SAIPAN — Congresswoman Kimberlyn King-Hinds has written to the director of U.S. Citizenship and Immigration Services warning that processing failures in the renewal of Employment Authorization Documents for CNMI Long-Term Residents could affect as many as 10 percent of the Commonwealth’s workforce in the coming months.
In a March 30 letter to USCIS Director Joseph B. Edlow, King-Hinds said her office has received hundreds of privacy release forms from individuals who have made good-faith efforts to comply with program requirements but have encountered repeated difficulties obtaining or renewing the documentation needed to maintain employment in the CNMI.
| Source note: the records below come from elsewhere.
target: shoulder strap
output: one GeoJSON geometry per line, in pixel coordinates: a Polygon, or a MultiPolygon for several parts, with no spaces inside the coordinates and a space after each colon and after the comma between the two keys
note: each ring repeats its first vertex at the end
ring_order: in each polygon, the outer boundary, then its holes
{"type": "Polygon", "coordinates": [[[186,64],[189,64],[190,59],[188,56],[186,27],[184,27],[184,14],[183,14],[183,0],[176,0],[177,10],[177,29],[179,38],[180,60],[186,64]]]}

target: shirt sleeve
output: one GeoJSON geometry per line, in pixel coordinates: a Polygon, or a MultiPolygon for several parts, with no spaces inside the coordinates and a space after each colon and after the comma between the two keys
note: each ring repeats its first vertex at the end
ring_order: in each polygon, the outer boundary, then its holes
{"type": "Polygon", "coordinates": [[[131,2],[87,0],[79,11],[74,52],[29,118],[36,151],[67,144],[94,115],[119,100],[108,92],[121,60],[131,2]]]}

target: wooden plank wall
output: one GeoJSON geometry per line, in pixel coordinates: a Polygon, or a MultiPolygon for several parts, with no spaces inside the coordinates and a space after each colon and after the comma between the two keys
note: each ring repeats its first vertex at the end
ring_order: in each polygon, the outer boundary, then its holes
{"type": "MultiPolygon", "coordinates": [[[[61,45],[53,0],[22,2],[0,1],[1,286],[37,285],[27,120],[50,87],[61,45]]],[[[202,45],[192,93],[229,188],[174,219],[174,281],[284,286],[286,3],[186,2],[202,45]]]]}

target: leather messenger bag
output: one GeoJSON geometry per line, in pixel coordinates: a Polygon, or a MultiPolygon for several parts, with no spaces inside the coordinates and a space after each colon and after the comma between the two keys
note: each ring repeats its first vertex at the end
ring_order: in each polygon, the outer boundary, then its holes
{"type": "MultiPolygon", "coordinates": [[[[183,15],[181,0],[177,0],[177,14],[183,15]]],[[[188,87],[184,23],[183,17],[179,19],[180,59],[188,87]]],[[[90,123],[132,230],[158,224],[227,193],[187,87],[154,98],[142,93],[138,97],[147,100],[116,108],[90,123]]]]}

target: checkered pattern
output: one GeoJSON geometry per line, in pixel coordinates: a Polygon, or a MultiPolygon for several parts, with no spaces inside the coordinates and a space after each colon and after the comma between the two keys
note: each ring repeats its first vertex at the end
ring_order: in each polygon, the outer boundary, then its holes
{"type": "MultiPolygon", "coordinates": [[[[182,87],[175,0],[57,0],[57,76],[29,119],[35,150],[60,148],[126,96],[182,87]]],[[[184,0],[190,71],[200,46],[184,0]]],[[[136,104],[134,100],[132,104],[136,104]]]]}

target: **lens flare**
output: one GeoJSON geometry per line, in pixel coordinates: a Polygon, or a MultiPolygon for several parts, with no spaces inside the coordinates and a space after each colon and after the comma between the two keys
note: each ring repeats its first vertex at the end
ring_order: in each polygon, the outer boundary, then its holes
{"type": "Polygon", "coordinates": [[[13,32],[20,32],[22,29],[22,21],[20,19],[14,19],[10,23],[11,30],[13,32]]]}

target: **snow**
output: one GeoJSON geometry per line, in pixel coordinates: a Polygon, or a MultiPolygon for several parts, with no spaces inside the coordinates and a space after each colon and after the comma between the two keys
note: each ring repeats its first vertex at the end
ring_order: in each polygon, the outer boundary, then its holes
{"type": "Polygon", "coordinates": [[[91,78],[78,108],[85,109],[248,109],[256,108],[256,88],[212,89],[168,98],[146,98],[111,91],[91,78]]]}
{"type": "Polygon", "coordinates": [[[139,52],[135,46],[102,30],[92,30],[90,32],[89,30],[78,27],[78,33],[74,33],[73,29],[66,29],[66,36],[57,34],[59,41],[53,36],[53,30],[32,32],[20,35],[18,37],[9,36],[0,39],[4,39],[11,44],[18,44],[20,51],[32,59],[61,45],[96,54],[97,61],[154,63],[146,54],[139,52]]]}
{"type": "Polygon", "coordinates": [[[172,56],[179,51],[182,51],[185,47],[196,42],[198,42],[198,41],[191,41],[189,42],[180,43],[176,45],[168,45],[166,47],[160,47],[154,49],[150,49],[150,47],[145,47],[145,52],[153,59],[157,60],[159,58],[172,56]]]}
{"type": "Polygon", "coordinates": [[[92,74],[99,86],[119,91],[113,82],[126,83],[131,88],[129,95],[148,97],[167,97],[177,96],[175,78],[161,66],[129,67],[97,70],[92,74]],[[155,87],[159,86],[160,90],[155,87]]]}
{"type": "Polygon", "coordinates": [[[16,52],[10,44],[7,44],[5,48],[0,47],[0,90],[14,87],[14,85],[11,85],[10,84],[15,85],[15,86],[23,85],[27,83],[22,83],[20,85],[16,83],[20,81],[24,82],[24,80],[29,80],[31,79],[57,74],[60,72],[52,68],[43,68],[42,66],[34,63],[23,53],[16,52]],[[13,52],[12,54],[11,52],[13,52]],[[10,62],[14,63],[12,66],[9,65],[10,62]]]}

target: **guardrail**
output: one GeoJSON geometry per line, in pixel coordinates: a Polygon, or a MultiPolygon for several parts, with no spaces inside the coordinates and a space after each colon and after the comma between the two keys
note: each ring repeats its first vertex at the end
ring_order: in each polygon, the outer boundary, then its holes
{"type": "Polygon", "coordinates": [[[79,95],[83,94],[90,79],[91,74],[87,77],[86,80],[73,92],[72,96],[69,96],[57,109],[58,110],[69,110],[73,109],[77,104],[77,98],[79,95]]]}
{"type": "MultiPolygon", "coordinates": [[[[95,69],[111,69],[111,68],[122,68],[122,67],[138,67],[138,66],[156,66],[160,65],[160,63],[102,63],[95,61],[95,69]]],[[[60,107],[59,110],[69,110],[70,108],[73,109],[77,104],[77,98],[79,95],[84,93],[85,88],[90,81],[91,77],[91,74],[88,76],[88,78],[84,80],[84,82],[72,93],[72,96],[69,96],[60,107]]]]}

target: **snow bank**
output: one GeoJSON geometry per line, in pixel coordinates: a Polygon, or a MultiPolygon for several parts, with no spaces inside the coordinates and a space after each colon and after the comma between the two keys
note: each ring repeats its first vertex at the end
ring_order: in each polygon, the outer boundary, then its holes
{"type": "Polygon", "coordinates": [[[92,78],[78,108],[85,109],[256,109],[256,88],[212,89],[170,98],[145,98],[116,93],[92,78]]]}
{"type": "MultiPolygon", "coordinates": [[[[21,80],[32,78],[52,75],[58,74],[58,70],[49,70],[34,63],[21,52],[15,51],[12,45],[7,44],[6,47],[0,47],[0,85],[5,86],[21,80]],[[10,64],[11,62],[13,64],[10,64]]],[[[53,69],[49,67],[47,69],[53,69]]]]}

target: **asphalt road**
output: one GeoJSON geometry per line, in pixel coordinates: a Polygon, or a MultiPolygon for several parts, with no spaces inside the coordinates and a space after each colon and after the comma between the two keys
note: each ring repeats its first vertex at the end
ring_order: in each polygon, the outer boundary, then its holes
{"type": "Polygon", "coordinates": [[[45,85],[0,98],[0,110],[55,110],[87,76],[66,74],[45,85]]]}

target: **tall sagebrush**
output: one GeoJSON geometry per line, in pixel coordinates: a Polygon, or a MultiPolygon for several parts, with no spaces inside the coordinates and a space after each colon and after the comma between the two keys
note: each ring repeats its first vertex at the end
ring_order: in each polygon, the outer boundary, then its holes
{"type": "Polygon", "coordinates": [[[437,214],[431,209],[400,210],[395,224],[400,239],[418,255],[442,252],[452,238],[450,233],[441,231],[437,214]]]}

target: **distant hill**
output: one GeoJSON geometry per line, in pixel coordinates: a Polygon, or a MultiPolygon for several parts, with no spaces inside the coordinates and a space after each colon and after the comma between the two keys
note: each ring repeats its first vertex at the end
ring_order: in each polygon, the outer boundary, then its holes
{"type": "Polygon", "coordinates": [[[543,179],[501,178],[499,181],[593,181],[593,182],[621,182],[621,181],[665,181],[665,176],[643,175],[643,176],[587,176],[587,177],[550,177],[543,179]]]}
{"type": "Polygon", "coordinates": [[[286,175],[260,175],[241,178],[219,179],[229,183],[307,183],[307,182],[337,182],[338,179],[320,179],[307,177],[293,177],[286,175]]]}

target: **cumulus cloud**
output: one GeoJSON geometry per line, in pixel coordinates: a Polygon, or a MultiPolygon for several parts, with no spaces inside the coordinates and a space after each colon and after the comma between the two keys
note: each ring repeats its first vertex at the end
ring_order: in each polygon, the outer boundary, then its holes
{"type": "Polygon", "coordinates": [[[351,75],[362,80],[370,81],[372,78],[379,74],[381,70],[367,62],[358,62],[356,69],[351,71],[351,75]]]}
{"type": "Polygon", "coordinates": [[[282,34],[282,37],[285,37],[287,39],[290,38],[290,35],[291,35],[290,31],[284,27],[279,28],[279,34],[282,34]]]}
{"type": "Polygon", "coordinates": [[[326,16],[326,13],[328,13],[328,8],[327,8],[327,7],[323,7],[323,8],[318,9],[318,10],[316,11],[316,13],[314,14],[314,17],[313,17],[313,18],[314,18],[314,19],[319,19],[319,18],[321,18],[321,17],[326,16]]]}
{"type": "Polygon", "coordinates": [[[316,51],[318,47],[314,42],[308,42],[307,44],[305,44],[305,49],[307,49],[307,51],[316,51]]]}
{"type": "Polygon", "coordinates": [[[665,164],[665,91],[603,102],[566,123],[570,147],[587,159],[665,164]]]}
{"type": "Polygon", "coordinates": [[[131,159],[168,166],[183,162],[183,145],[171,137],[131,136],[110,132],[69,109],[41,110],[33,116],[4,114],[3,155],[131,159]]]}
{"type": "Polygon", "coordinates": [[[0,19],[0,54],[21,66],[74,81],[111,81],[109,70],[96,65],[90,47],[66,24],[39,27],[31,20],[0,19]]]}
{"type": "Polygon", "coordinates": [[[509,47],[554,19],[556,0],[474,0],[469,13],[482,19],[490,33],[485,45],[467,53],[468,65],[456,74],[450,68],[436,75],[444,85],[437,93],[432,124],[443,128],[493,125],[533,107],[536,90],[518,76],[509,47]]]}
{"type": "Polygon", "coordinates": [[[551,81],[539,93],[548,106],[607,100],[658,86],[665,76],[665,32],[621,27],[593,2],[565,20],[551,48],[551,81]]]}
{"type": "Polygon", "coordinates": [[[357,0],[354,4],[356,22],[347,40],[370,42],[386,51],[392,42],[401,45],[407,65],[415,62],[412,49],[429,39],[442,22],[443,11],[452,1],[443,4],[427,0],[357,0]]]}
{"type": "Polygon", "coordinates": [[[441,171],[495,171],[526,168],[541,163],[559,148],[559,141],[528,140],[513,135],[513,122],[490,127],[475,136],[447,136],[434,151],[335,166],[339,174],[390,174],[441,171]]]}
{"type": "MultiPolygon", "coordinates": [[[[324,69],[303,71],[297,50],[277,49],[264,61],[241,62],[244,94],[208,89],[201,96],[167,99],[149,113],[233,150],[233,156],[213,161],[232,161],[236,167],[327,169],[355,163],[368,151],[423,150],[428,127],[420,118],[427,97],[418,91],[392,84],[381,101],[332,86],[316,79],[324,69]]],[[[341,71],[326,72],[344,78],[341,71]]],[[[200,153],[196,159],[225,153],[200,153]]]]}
King-Hinds said applications have been rejected, returned or non-receipted, often erroneously or without clear justification, and in some cases multiple times. The result, she said, is that individuals who are lawfully present and legally authorized to work are being pushed out of the workforce by administrative disruption alone.
“The practical effect is that individuals who remain lawfully present and authorized to work in the CNMI are being sidelined from the workforce due solely to administrative disruption,” King-Hinds wrote. “Given the scale of this population within the CNMI labor market, the consequences are immediate and systemic, affecting private sector operations, public services, and overall economic stability.”
CNMI Long-Term Resident status was established under the Northern Mariana Islands Long-Term Legal Residents Relief Act, signed by President Trump on June 25, 2019. The statute covers foreign nationals who have resided continuously and lawfully in the CNMI since November 28, 2009, and grants employment authorization as incident to status rather than as a separate benefit. King-Hinds argued that EAD processing delays are effectively negating a right that already exists under federal law.
King-Hinds asked USCIS to implement automatic extensions of employment authorization for Long-Term Residents with timely filed EAD renewal applications, provide clear and consistent guidance on intake and adjudication of renewal applications including fee handling and receipt issuance, and establish an expedited adjudication process with a dedicated processing track for CNMI Long-Term Resident EAD renewals.
King-Hinds said she is prepared to provide USCIS with the full collection of cases her office has submitted on behalf of affected individuals to assist in identifying and resolving the underlying issues.